Gênio” é uma palavra curiosa. Em português, ela também descreve personalidade. Dizemos que alguém tem “um gênio difícil”, “gênio forte”, “gênio ruim”. A palavra, nesse caso, não fala de inteligência, mas de temperamento.

Mas o termo também tem uma história mais antiga. No latim genius, ele significava algo como o espírito que acompanha cada pessoa desde o nascimento, uma espécie de entidade protetora individual na religião romana. Cada indivíduo tinha seu próprio genius, assim como cada lugar tinha seu genius loci (espírito do lugar).

Curiosamente, em tradições afro-iorubás existe uma ideia que lembra isso: o orí, que representa o princípio espiritual ou destino pessoal de cada indivíduo. Alguns antropólogos, por exemplo, descrevem o orí como o “centro da individualidade e do destino” na cosmologia iorubá.

Então poderíamos brincar: "os gênios são geniosos por causa do seu gênio". Mas não é exatamente disso que estamos falando aqui.

Aqui estamos saboreando o outro sentido da palavra: o talento extraordinário, o ponto fora da curva, a habilidade quase sobre-humana.

Uma vez, tomando uma cerveja com minha irmã, ela me disse algo simples:

— Não existe isso de gênio.

Segundo ela, as grandes descobertas da história sempre foram assinadas por uma pessoa, mas quase sempre dependiam de uma rede inteira de colaboração social, institucional e afetiva.

E ela está coberta por um oceano de razão.

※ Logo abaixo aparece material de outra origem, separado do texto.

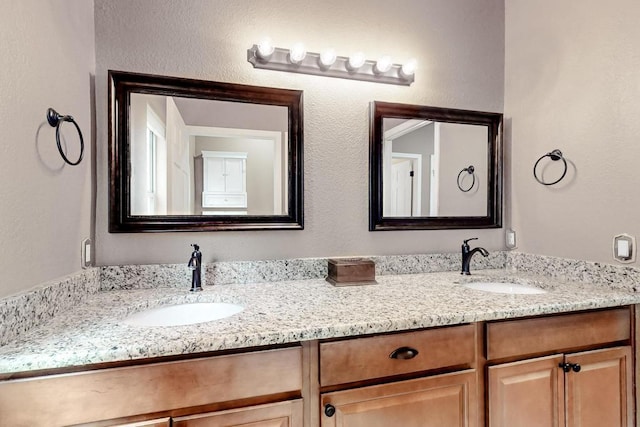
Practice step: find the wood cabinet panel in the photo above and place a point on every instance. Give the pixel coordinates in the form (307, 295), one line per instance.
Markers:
(555, 334)
(442, 400)
(281, 414)
(600, 394)
(163, 422)
(369, 357)
(123, 392)
(527, 393)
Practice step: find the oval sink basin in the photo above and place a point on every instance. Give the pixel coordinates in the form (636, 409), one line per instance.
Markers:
(183, 314)
(505, 288)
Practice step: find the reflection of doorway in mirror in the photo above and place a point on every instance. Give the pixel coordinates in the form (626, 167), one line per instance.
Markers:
(406, 178)
(412, 141)
(178, 163)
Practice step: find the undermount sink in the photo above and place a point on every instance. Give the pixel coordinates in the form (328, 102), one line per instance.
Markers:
(183, 314)
(505, 288)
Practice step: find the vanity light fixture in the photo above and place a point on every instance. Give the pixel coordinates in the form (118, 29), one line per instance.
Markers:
(356, 67)
(297, 53)
(383, 65)
(327, 58)
(356, 61)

A própria história da ciência confirma isso:

O sociólogo Robert K. Merton descreveu um fenômeno recorrente na ciência: a descoberta múltipla: quando várias pessoas chegam à mesma ideia de forma independente quase ao mesmo tempo. Isso aconteceu com o cálculo (Newton e Leibniz), com a teoria da evolução (Darwin e Wallace) e com vários outros casos.

Merton analisa isso no livro The Sociology of Science (1973). Ou seja: muitas vezes o “gênio” é apenas a pessoa cujo nome ficou no topo da pirâmide. E há ainda outro problema: a história apagou sistematicamente a participação de muitas mulheres nesses processos.

A historiadora da ciência Margaret Rossiter chamou esse fenômeno de “Efeito Matilda” que é quando descobertas feitas por mulheres são atribuídas a homens ou têm sua importância minimizada (Rossiter, Social Studies of Science, 1993).

Um exemplo famoso é Rosalind Franklin, cujos dados de difração de raios-X foram essenciais para a descoberta da estrutura do DNA, mas cujo nome ficou muito tempo à margem do reconhecimento dado a Watson e Crick.

Talvez exista, sim, algo como altas habilidades. Mas a experiência que chamamos de genialidade parece ser muito mais sociocultural do que metafísica.

Eu experimento minha relação com a arte como aquilo que a psicanálise chama de sentimento oceânico.O termo aparece em uma carta de Romain Rolland a Sigmund Freud e depois é discutido por Freud em O Mal-Estar na Civilização (1930). Ele descreve esse sentimento como uma sensação de fusão com o todo, uma percepção de pertencimento ao universo. Algo como sentir-se parte de tudo.

Talvez a genialidade seja menos sobre ver o que ninguém vê e mais sobre ver todo mundo. No fim das contas, o que faz um gênio é o reconhecimento do outro. Eu brinco bastante com essa ideia porque, no meu romance A Palavra-Humana, o protagonista sofre de uma deficiência egóica que o leva a usar seus “super-poderes” para obter exatamente isso: reconhecimento.

É por isso que ele se torna “o melhor escritor do universo”. Mas quem leu o livro sabe que há uma ironia aí: nada na habilidade dele de escrever realmente muda. O que muda é apenas o reconhecimento. Quantos artistas ruins têm reconhecimento? 

Nunca foi sobre "super habilidades".

Poderíamos dizer que a aclamação de um artista vem da sua capacidade de comunicação com o público, da habilidade de transmitir ideias, mesmo que elas não sejam muito complexas. Mas eu suspeito que não seja apenas isso.

Talvez o artista reconhecido seja apenas aquele que consegue se tornar um ponto de encontro. Uma espécie de lugar onde as pessoas se encontram para sentir alguma coisa juntas. Um lugar que depende de um contexto social, histórico e cultural.

E talvez seja isso que chamam de genialidade.